Albany Times Unions - Testing Can Save Lives Of Women
Bill mandates insurers to cover MRI or other cancer exam for patients with dense breast tissue
Excerpt from Albany Times Union by Casey Seiler - May 1, 2012
ALBANY — The backers of a bill newly introduced in the state Legislature say it could save the lives of women who don't even know they're in peril.
As many as 50 percent of tumors in women with dense breast tissue go undetected by conventional mammograms, and most women with dense tissue don't even know about this aspect of their bodies — even if their doctors do. Dense tissue tends to appear cloudy on a mammogram, potentially hiding a tumor of small or even larger size.
Townsend Montant of Shelter Island held up a tennis ball mounted on a trophy, and said that his wife's tumor had grown to that size before her cancer was detected. She died in October. On a regular mammogram, he said, the growth would have looked like "a golf ball in a snowstorm."
State Sen. John Flanagan, R-Long Island, and Assemblywoman Ellen Jaffee, D-Rockland County, were joined by fellow lawmakers and advocates at the Capitol to discuss a bill that would require insurance companies to cover supplemental screenings, such as MRI or ultrasound, for women with dense breast tissue. The legislation would also require that mammography reports include clear language informing women with the physiological condition about the medical facts surrounding it — including the potential need for additional tests.
Flanagan hoped to see the bill voted on by the end of the legislative session in June.
There's no type of breast that's more likely to have dense tissue. Dr. Thomas Kolb, who has researched breast cancer as well as screening technology, said younger women tend to have a higher incidence of dense tissue: 66 percent of pre-menopausal women have it, as opposed to 25 percent of post-menopausal women.
Cancer is four to six times more likely in women with dense tissue.
"My name is JoAnn Pushkin, and I am a time bomb," said one of several cancer survivors or relatives who told their stories at the news conference.
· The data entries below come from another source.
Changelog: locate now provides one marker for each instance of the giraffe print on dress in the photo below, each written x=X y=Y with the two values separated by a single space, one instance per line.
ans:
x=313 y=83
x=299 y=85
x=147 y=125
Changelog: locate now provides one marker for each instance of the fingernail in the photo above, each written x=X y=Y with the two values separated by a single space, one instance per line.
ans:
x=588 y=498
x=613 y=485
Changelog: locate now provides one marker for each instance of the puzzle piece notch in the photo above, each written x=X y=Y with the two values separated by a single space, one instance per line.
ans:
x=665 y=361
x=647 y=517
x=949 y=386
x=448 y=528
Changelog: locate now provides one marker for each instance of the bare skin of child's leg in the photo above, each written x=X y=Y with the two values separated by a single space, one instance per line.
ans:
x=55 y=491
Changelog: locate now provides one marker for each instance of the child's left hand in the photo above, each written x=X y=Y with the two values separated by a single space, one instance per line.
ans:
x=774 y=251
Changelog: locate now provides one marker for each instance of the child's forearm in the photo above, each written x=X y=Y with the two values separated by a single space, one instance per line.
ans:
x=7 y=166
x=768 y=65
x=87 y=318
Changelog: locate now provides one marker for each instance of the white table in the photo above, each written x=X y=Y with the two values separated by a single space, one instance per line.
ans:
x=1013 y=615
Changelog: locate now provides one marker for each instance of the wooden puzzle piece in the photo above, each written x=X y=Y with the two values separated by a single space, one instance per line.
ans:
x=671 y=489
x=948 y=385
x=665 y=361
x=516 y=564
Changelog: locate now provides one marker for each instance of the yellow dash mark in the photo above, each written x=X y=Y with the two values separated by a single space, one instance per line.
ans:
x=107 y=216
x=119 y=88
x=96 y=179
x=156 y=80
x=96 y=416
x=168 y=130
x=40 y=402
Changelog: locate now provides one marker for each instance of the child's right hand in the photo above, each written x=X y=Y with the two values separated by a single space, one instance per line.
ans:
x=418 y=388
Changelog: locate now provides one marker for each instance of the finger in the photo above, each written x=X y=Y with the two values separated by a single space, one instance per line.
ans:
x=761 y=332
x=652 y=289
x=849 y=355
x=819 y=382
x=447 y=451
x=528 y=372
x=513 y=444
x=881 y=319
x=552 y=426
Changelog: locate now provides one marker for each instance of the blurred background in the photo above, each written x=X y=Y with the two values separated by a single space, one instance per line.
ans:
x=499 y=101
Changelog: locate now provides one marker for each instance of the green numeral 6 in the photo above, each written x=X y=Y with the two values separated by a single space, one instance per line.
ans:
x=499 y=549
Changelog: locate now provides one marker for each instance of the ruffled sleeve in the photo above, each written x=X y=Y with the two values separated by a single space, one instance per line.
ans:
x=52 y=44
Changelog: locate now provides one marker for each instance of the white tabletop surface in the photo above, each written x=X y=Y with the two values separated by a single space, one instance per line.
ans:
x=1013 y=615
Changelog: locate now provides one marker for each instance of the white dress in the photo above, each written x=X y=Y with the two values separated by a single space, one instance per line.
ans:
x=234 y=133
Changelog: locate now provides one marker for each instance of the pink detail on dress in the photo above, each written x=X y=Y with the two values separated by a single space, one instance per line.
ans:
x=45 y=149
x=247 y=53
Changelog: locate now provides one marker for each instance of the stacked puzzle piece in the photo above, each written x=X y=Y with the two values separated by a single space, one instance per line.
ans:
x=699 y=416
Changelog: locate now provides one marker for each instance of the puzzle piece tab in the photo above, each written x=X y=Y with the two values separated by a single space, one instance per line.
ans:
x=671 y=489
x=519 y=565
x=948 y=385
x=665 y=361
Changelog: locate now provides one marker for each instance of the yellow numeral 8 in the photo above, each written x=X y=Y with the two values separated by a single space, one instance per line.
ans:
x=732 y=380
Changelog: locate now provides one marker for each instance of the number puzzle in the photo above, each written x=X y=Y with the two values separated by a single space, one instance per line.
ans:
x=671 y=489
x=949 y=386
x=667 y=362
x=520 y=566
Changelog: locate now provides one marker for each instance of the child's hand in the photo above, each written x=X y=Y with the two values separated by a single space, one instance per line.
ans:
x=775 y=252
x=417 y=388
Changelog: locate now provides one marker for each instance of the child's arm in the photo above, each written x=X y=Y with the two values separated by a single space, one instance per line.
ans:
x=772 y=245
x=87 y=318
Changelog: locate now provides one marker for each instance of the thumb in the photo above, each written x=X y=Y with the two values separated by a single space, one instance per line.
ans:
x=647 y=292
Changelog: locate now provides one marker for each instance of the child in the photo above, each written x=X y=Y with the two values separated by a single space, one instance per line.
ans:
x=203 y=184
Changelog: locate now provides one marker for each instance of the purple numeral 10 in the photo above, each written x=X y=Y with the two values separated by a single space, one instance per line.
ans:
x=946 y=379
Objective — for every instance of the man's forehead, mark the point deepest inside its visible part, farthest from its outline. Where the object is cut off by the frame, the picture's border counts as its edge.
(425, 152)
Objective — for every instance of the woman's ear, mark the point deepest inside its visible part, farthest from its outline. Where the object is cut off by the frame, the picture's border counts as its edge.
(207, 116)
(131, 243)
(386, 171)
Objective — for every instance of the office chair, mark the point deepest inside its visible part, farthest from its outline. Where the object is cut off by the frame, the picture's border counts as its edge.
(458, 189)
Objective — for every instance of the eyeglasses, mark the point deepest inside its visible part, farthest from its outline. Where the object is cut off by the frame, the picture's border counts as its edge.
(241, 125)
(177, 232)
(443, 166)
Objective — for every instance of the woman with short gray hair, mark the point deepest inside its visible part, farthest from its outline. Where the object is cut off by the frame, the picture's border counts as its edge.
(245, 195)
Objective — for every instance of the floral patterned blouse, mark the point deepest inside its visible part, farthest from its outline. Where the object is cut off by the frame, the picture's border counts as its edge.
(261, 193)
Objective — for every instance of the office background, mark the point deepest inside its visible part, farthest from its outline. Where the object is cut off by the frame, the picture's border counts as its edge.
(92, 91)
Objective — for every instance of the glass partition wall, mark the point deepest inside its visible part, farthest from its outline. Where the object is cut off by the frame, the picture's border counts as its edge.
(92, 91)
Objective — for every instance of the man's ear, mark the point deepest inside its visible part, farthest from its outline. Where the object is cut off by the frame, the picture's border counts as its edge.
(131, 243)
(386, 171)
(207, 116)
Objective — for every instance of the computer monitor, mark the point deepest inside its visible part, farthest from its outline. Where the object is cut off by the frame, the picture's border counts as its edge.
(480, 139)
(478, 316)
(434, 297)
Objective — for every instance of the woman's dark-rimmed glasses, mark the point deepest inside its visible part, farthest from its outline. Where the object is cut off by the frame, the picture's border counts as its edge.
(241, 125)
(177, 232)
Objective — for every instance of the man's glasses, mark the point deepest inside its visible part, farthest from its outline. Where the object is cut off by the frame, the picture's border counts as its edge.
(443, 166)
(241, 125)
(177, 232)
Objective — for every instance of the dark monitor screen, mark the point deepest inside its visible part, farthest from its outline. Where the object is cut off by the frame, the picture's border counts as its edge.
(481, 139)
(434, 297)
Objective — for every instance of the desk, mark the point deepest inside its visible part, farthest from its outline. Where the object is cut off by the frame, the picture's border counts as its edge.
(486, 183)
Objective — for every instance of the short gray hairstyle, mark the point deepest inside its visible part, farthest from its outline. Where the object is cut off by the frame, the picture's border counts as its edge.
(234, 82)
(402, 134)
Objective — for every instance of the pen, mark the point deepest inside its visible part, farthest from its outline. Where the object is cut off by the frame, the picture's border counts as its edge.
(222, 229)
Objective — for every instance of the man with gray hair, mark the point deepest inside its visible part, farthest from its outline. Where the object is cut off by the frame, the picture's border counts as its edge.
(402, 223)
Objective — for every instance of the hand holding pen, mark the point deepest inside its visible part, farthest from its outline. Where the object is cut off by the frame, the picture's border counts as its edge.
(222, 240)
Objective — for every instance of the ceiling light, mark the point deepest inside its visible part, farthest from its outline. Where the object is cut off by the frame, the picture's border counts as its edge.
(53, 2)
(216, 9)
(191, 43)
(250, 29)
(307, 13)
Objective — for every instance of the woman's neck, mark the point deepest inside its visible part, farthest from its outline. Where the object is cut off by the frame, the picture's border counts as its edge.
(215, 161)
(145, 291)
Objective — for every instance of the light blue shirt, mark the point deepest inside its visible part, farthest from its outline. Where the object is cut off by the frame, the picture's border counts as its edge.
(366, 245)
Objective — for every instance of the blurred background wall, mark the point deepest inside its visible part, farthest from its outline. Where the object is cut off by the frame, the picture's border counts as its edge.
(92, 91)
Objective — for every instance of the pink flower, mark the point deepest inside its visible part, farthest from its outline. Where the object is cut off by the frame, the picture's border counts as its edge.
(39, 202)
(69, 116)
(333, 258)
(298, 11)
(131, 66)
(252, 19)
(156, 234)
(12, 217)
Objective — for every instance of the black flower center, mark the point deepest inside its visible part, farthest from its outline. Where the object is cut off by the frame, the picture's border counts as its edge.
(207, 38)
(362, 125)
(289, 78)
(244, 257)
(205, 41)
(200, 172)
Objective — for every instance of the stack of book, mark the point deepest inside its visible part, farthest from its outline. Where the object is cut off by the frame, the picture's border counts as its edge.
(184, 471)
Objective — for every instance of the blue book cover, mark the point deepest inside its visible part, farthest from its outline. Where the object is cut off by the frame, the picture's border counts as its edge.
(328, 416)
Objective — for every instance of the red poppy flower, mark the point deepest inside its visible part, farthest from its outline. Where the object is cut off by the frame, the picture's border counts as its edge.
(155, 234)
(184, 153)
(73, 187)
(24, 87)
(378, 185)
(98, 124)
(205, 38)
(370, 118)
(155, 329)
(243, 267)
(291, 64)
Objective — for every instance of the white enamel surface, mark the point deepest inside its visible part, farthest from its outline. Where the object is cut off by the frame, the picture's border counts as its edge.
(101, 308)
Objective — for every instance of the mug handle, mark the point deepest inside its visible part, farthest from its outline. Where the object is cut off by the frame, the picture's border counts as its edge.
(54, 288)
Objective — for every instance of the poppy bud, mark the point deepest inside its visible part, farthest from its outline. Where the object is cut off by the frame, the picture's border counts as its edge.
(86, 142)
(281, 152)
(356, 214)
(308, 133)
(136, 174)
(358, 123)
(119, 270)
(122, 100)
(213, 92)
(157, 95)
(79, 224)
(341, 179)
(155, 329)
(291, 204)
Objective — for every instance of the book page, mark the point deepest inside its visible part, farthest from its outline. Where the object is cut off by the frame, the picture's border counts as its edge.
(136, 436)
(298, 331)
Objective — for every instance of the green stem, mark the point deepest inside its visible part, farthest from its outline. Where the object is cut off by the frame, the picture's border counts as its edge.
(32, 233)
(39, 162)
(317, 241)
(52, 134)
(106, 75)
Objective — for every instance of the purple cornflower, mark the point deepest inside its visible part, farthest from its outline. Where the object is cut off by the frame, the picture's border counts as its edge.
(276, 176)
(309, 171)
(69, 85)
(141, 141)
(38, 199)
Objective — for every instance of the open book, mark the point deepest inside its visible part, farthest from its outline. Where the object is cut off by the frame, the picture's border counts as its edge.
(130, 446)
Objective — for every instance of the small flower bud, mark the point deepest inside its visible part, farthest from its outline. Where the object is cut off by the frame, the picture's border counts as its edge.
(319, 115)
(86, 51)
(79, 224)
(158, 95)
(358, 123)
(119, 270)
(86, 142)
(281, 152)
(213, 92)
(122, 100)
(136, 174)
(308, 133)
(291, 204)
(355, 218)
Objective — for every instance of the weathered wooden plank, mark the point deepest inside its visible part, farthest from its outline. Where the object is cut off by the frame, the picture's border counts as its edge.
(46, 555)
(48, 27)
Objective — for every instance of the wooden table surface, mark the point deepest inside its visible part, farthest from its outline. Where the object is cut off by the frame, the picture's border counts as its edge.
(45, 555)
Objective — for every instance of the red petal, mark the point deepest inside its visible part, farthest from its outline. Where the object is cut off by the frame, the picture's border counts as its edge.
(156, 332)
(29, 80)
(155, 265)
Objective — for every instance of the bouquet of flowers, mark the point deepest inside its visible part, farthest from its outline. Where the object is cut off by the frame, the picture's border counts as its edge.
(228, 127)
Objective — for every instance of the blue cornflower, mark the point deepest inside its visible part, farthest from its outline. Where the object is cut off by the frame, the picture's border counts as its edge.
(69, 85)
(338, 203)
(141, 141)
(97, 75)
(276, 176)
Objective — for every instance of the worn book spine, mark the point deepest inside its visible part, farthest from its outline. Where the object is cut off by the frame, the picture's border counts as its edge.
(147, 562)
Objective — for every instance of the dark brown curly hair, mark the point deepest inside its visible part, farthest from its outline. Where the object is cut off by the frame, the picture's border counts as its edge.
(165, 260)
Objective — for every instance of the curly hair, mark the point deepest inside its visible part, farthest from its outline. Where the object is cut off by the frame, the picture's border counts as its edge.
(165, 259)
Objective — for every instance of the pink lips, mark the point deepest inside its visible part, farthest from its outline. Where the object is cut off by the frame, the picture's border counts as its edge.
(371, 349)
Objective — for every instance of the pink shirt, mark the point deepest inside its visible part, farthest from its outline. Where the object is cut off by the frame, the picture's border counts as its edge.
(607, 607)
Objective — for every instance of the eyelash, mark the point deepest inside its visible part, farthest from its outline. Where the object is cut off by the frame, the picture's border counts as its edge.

Pushkin, who lives in Flanagan's district, discovered a lump in her breast through a self-exam, only to later learn that her tumor had been growing for five years, camouflaged from mammography.
Her radiologist and her referring doctor knew that she had dense tissue.
"The only one who didn't know was the one with dense breasts," said Pushkin, the executive director of Are You Dense Advocacy, which has pushed for similar legislation in other states and on the federal level.